Das Team vom Waldcamping bestätigt auf Anfrage von TN-Deutschland: „Kirche Unterwegs war dieses Jahr für vier Wochen in den Sommerferien bei uns auf dem Patz zu Besuch und hat sehr viel mit den Kindern veranstaltet“. Auch Rainer Ponitka, Pressesprecher des Internationalen Bundes der Konfessionslosen und Atheisten, hat ähnliches erlebt und berichtet: „Ich selbst habe das einmal auf einem Campingplatz in der Eifel erlebt, dass eine fundamentalistische Evangelikaler Clique die gesamte Ruhe des Platzes durch frühmorgendliche Andachten und christliche Gesänge bis tief in die Nacht störte.“
Das Konzept der Urlaubskirchen ist stets dasselbe: die Menschen in einer unbeschwerten Atmosphäre zu treffen und so leichter ins Gespräch zu kommen. Neben vielen Angeboten für Kinder stehen dabei auch Lagerfeuerabende für Familien, Sportangebote für Erwachsene und geistliche Impulse auf dem Programm.
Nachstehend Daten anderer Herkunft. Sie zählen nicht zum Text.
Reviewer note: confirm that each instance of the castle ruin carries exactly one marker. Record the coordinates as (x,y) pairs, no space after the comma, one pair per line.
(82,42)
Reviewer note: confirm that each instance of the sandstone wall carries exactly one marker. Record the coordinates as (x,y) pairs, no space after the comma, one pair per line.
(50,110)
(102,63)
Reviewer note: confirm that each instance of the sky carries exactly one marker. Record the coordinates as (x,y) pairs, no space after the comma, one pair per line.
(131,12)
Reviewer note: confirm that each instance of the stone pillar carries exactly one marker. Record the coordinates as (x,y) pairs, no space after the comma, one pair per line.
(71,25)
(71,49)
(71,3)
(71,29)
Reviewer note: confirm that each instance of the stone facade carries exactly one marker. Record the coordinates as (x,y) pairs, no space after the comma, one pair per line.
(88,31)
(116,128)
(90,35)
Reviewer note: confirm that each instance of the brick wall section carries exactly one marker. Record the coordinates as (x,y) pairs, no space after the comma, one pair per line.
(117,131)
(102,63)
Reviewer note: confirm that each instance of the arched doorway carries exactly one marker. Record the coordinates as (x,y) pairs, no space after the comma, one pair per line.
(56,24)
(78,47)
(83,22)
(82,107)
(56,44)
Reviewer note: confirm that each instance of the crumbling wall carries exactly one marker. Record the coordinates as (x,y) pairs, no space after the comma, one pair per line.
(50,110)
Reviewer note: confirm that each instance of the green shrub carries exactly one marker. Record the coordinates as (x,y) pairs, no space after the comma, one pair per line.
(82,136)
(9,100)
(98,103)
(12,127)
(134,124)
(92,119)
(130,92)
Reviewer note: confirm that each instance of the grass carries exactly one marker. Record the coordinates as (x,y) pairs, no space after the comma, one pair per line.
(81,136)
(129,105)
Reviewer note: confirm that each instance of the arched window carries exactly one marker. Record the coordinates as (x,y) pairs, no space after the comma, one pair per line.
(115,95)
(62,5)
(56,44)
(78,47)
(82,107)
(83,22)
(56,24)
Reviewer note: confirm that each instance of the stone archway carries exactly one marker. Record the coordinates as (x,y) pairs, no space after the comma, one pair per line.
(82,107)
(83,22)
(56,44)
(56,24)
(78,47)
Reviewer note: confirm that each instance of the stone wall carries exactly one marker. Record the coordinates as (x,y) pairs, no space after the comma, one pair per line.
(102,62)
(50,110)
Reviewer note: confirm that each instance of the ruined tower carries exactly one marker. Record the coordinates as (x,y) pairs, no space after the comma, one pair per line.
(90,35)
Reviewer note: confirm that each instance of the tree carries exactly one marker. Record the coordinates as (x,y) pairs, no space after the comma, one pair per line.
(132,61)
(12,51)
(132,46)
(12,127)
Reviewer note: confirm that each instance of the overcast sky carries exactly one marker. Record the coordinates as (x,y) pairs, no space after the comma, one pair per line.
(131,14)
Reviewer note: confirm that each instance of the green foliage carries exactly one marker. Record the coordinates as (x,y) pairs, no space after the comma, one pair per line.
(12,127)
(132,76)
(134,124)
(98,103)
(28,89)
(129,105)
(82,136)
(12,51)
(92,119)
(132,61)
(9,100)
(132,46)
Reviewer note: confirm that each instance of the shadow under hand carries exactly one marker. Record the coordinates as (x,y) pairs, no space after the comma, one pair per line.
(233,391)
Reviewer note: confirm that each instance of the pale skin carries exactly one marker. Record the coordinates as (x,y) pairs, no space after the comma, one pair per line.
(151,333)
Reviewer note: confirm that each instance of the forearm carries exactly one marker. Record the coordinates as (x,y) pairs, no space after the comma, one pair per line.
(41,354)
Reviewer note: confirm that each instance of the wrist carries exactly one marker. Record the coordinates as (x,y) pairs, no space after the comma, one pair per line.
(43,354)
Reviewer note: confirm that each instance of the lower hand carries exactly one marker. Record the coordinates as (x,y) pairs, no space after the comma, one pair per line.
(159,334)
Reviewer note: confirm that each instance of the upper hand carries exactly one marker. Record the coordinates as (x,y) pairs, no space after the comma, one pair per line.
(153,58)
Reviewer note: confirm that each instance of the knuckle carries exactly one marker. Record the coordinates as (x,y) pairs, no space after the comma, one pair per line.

Die Einrichtung „Kirche unterwegs – Im Urlaub“ der Evangelischen Kirche Kurhessen-Waldeck, die im Frühjahr und Sommer an verschiedenen Orten in Hessen unterwegs war, sagt dazu, man habe sich auferlegt, Menschen in ihrem Urlaub zu begleiten und dort kreative, kulturelle und sportliche Begegnungen zu bieten, um auf selbstverständliche Weise das Christsein zu praktizieren und Menschen wieder miteinander und mit Gott ins Gespräch kommen zu lassen.
Astrid Polzer, Pfarrerin der Kirche Unterwegs, sagt dazu: „Mich fasziniert meine Arbeit, weil es da so einfach ist, mit ganz unterschiedlichen Menschen ins Gespräch zu kommen. Kirche kann auf dem Campingplatz viel offener agieren als in geschlossenen Räumen. Bei uns kann man von weitem erst einmal schauen, vorsichtig näher kommen und irgendwann sich dazusetzen und mitmachen.“

Für Rainer Ponitka vom Bund der Konfessionslosen und Atheisten geht das allerdings deutlich zu weit: „Religion und auch deren Ausübung sollte Privatsache sein.” Im Urlaub und anderswo. Auch Erwin Schmid, Vorsitzender des Bund für Geistesfreiheit Bayern, äußert sich kritisch zum Thema Campingkirchen. „Kinder durch Spiele anzulocken, um sie für eine religiöse Gruppe zu fangen, untergrabe die selbstbestimmte Religionsmündigkeit von Kindern mit 14 Jahren”, verfasst in Artikel 14 der UN-Kinder-Rechtkonvention.

Die Konstellation Kirche und Camping ist nicht zuletzt deshalb problematisch, weil auch wirtschaftliche Interessen eine Rolle spielen. Nach TN-Deutschland-Recherchen sparen sich Platzbetreiber für die Zeit, in der die mobilen Kirchen da sind, nämlich die sonst anfallenden Kosten für anderweitige Kinderangebote. Die kirchlichen Angebote auf Campingplätzen finden aber bei immer mehr konfessionslosen Menschen keine gute Akzeptanz. „Die Gästezufriedenheit leidet also unter der Präsenz der mobilen Kirchen“, kommentiert TN-Deutschland Chefredakteur Christian Leetz die Rechercheergebnisse.